J’ai travaillé à creuser les tunnels où on fabriquait les V1 et les V2, à côté de Dora.
On faisait sauter des mines pour agrandir les tunnels. Comme je travaillais seul, un jour j’ai saboté un fil et rien n’a sauté. Je travaillais dans le tunnel 14. Comme punition on m’a placé dans un autre tunnel. Après avoir placé de nouvelles mines, le plafond m’est tombé sur la tête. Je suis resté dans le coma pendant 2 jours et puis deux mois à l’infirmerie d’Harzingen. A Noël le médecin allemand m’a fait sortir, me traitant de carottier.
Il m’a envoyé à Dora en me disant « là on te fera travailler ou on te fera crever ».

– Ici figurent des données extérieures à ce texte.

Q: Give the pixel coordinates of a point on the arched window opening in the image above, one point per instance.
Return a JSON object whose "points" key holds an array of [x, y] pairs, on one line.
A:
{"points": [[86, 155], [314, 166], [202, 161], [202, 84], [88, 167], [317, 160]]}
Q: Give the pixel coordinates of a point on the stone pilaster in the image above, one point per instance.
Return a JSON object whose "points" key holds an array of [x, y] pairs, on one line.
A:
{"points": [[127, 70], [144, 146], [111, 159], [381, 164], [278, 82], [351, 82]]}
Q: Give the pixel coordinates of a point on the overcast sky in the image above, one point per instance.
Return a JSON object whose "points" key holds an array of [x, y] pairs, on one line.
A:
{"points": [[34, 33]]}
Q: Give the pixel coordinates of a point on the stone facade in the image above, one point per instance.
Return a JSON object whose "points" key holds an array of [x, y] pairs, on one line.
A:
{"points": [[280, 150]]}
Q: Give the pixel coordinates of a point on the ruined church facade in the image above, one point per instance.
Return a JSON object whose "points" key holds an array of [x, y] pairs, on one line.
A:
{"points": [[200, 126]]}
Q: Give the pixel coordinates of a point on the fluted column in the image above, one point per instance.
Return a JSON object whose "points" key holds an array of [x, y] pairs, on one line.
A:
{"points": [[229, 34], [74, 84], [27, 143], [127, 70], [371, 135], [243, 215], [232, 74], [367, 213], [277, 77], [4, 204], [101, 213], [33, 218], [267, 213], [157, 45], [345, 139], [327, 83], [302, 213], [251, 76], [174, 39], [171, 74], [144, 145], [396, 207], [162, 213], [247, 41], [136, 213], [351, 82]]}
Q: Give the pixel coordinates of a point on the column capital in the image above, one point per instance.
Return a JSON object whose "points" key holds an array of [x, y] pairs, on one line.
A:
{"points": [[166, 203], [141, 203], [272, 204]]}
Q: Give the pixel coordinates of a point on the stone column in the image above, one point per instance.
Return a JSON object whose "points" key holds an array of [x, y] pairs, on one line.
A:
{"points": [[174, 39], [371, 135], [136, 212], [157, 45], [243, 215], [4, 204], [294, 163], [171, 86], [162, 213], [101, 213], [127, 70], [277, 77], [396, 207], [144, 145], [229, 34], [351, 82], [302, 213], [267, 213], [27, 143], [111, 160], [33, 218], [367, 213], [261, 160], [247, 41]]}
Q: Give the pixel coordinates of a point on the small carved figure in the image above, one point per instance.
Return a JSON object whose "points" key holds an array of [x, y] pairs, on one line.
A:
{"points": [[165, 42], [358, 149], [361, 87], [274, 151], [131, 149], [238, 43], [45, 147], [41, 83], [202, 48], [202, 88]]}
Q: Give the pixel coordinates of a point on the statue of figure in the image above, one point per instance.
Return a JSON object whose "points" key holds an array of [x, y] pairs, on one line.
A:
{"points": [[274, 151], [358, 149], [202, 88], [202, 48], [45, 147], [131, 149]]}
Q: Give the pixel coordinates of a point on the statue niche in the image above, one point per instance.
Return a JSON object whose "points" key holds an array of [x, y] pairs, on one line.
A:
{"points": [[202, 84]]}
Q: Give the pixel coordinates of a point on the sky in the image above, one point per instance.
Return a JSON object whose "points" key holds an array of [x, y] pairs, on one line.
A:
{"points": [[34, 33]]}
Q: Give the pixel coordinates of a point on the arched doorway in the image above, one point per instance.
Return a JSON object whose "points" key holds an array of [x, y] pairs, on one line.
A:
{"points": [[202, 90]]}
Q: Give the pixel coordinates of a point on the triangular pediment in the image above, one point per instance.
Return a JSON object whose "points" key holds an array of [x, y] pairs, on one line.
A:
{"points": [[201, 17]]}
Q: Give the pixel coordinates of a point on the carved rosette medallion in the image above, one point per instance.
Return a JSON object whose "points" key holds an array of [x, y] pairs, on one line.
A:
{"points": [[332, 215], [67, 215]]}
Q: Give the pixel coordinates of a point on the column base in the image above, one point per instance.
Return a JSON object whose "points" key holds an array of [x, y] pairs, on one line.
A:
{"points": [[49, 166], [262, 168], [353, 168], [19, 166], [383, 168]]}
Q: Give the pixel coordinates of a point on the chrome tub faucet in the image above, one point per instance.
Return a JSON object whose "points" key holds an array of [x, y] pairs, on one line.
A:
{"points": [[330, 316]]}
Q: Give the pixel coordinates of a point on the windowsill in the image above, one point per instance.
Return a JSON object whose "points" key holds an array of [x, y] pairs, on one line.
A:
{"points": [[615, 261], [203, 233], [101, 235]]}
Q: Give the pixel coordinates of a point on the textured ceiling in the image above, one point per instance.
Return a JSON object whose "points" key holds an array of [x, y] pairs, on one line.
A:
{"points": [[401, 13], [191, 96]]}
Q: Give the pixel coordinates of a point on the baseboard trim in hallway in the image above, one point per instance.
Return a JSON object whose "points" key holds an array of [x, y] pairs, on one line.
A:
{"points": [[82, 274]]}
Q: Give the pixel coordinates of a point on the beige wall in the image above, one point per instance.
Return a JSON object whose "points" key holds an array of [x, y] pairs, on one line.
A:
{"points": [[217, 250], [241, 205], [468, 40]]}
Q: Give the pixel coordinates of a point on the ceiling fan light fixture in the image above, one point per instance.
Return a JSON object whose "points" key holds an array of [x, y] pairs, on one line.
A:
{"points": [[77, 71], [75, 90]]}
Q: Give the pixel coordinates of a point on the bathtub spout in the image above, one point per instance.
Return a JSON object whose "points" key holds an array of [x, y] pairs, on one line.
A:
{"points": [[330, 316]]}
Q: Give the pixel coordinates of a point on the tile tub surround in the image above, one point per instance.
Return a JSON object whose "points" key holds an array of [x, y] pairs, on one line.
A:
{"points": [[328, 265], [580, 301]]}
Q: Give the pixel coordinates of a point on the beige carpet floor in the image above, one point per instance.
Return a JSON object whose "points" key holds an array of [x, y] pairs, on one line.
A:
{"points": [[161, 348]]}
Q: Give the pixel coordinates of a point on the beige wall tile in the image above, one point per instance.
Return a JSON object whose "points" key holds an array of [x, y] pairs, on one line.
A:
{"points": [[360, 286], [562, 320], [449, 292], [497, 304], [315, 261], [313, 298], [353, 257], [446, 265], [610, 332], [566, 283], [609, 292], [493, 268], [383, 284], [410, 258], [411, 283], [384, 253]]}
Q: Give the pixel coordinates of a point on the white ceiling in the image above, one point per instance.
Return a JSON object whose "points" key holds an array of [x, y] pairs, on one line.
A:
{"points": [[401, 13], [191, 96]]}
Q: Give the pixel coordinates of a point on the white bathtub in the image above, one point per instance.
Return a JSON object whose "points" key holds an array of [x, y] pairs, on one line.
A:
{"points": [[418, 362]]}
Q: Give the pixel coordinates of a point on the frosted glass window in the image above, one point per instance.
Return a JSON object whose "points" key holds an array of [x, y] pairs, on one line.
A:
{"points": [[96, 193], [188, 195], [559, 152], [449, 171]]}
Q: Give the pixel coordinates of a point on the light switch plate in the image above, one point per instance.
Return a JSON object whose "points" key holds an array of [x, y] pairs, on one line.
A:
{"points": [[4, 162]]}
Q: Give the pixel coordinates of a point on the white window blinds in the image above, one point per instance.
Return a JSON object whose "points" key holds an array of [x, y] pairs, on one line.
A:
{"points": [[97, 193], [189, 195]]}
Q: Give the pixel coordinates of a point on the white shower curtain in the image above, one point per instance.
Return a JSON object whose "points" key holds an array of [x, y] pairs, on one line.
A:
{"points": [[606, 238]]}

A l’évacuation de Dora vers Bergen-Belsen, j’étais accompagné d’un docteur belge qui m’a porté car je ne pouvais plus marcher. On se voyait mourir à la fin.
Les 10 derniers jours avant la libération, on n’avait plus rien à manger. Quand les anglais sont arrivés ils ont commencé par nous nourrir tout doucement. Je pesais encore 45 kg (82 kg avant mon arrestation).
J’ai été hospitalisé par périodes de 3 mois à Waremme jusqu’en 1949 où j’ai commencé à remarcher avec 2 cannes. On m’a donné un poste de concierge à l’Athénée de Waremme où je suis resté pendant 28 ans.

Avec le recul on pense encore à toutes ces histoires. Un prisonnier « des pays de l’est » est mort à côté de moi à Harzingen. Je ne l’ai même pas vu ni entendu mourir. On s’éteignait dans les camps…
Il m’arrive encore de faire des cauchemars.
Franchement, à recommencer, au vu de ce qui se passe maintenant avec la remontée de l’extrême droite, je ne renouvellerais plus tout ce que j’ai fait pendant la guerre. Je ne peux pas vraiment affirmer que je ne serais plus résistant, car on le devient un peu « sans savoir », mais je suis un peu dépité, dégoutté de la situation actuelle. J’ai l’impression que la guerre n’a servie à rien, comme si ce que nous avons fait n’a pas été utile.

Je regrette la vie maintenant. L’éducation n’a pas suivi le progrès.
Le manque de respect, d’écoute me déçoit. La vie était plus agréable avant. Nos amusements étaient plus sains.
Le conseil que je donne aux jeunes générations est d’étudier et de respecter leurs parents. Le respect de l’humanité est important.